De sua parte, Leonardo Pereira destaca um estudo das crônicas esportivas de José Lins do Rego, autor reconhecido por seus romances. “É uma parte de sua produção completamente ignorada. No caso, duplamente esquecida, pois além de serem crônicas, tratam de futebol, tema por tempos menosprezado pelos círculos letrados. Apesar disso, esses textos apresentam ainda hoje grande interesse, por evidenciarem a leitura do Brasil que o autor fazia através do jogo.
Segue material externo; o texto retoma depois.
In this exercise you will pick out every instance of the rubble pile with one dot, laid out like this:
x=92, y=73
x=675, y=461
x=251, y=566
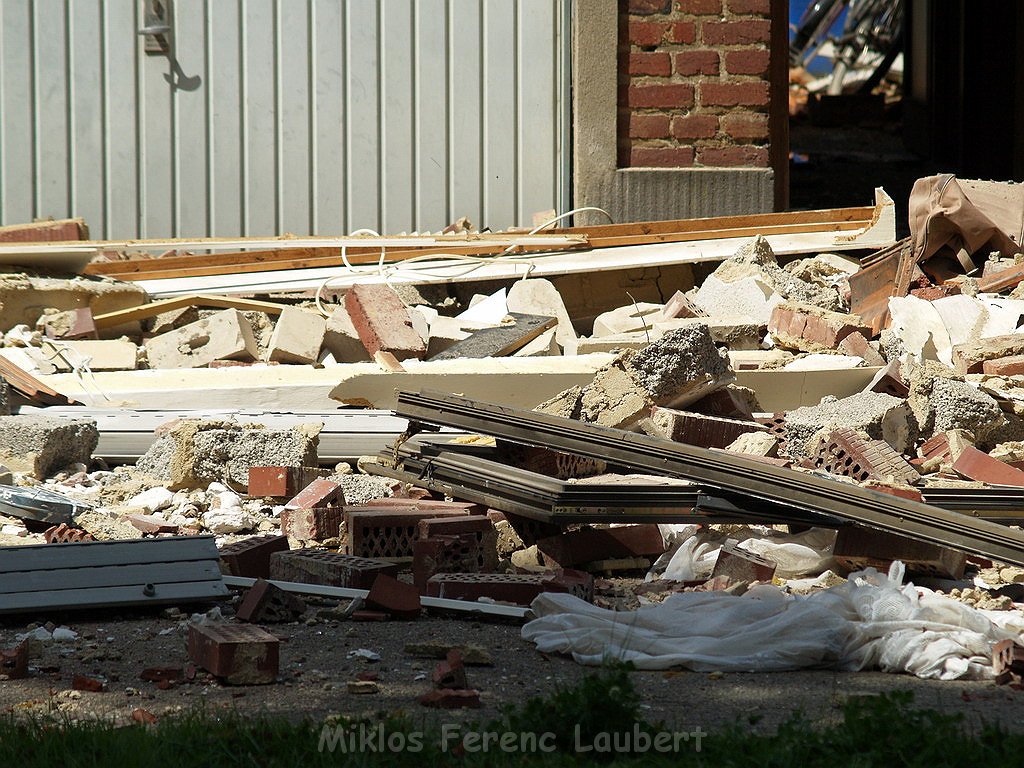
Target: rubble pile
x=908, y=398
Flamenguista, ele estava distante de qualquer imparcialidade, o que tornava sua prosa particularmente divertida”, comenta.
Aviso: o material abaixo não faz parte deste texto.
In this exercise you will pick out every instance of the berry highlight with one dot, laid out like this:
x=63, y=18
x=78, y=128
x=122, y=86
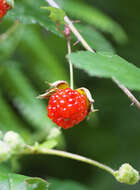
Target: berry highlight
x=67, y=107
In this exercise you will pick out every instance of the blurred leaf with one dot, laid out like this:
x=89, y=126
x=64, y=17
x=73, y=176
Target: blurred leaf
x=10, y=2
x=9, y=121
x=9, y=40
x=94, y=17
x=28, y=12
x=65, y=185
x=24, y=97
x=108, y=65
x=95, y=39
x=56, y=15
x=46, y=65
x=15, y=182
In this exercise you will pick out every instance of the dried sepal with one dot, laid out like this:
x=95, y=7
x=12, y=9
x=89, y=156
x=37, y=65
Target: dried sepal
x=90, y=100
x=47, y=94
x=61, y=84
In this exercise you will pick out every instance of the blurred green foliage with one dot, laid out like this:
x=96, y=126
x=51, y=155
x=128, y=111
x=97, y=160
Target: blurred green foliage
x=33, y=52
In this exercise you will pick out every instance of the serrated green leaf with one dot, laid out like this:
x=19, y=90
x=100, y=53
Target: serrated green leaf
x=15, y=182
x=108, y=65
x=56, y=15
x=95, y=17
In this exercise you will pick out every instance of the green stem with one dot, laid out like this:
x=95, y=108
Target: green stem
x=39, y=150
x=87, y=47
x=70, y=65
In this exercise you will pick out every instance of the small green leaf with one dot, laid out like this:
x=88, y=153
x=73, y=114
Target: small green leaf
x=108, y=65
x=10, y=2
x=36, y=184
x=10, y=181
x=56, y=15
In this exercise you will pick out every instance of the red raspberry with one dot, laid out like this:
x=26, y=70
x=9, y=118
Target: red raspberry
x=67, y=107
x=4, y=7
Entre as Crônicas singulares, estão os desenhos de Raul Pederneiras (que reproduzimos nesta página), a correspondência de Luís da Câmara Cascudo, relatos sobre a Amazônia e os sambas de Sinhô. “José Barbosa da Silva, o Sinhô, narrava a vida dos sambistas cariocas e das classes populares do Rio no início do século 20. Era época em que os compositores pegavam o que se cantarolava nos botequins e apenas surgia a noção de autoria na música popular”, informa Sidney Chalhoub. “Esses autores, mesmo distantes do mundo das belas letras, tratavam a seu modo de interagir com o tempo a partir de sua produção, utilizando códigos de escrita próprios que devem ser decifrados pelo pesquisador”, complementa Leonardo Pereira.
Miudezas Literárias
Essas vizinhas, entre o jantar e a merenda, sentaram-se à porta, para debicar os sucessos do dia. Provavelmente começaram a lastimar-se do calor. Uma dizia que não pudera comer ao jantar, outra que tinha a camisa mais ensopada do que as ervas que comera. Passar das ervas às plantações do morador fronteiro, e logo às tropelias amatórias do dito morador, e ao resto, era a cousa mais fácil, natural e possível do mundo. Eis a origem da crônica.
(Machado de Assis)
Quando me jogo numa arquibancada, nos apertões de um estádio cheio, ponho-me a observar, a ver, a escutar. E vejo e escuto muita coisa viva, vejo e escuto o povo em plena criação.
(José Lins do Rego)
O que sinto é morar numa terra onde só se pode conseguir alguma coisa com muito reclamo. Aqui tudo se resume nisto: cada sujeito faz propaganda de si mesmo. Um indivíduo que é burro fala em voz alta, de papo, grita, diz asneiras e às vezes chega a fazer figura diante de outros que são mais burros do que ele. Um animal que tem algum talento afeta uma atitude ultra-humana, quase divina não conversa: prega; não dá opinião sobre coisa nenhuma: afirma, assevera, pontifica. É dogmático e é intolerante. Não admite que se diga nada que vá contrariar suas doutrinas. É como os padres da Igreja. Enfim tudo reclamo.
(Graciliano Ramos)
Precisamos nos convencer de que não há nenhum insulto em chamar-nos de macacos. O macaco, segundo os zoologistas, é um dos mais adiantados exemplares da série animal; e há mesmo competências que o fazem, se não pai, pelo menos primo do homem. Tão digno “totem” não nos pode causar vergonha. (...) Não vejo motivos para zanga, nessa história dos argentinos chamar-nos de macacos, tanto mais que, nas nossas histórias populares, nós demonstramos muita simpatia por esse simpático animal.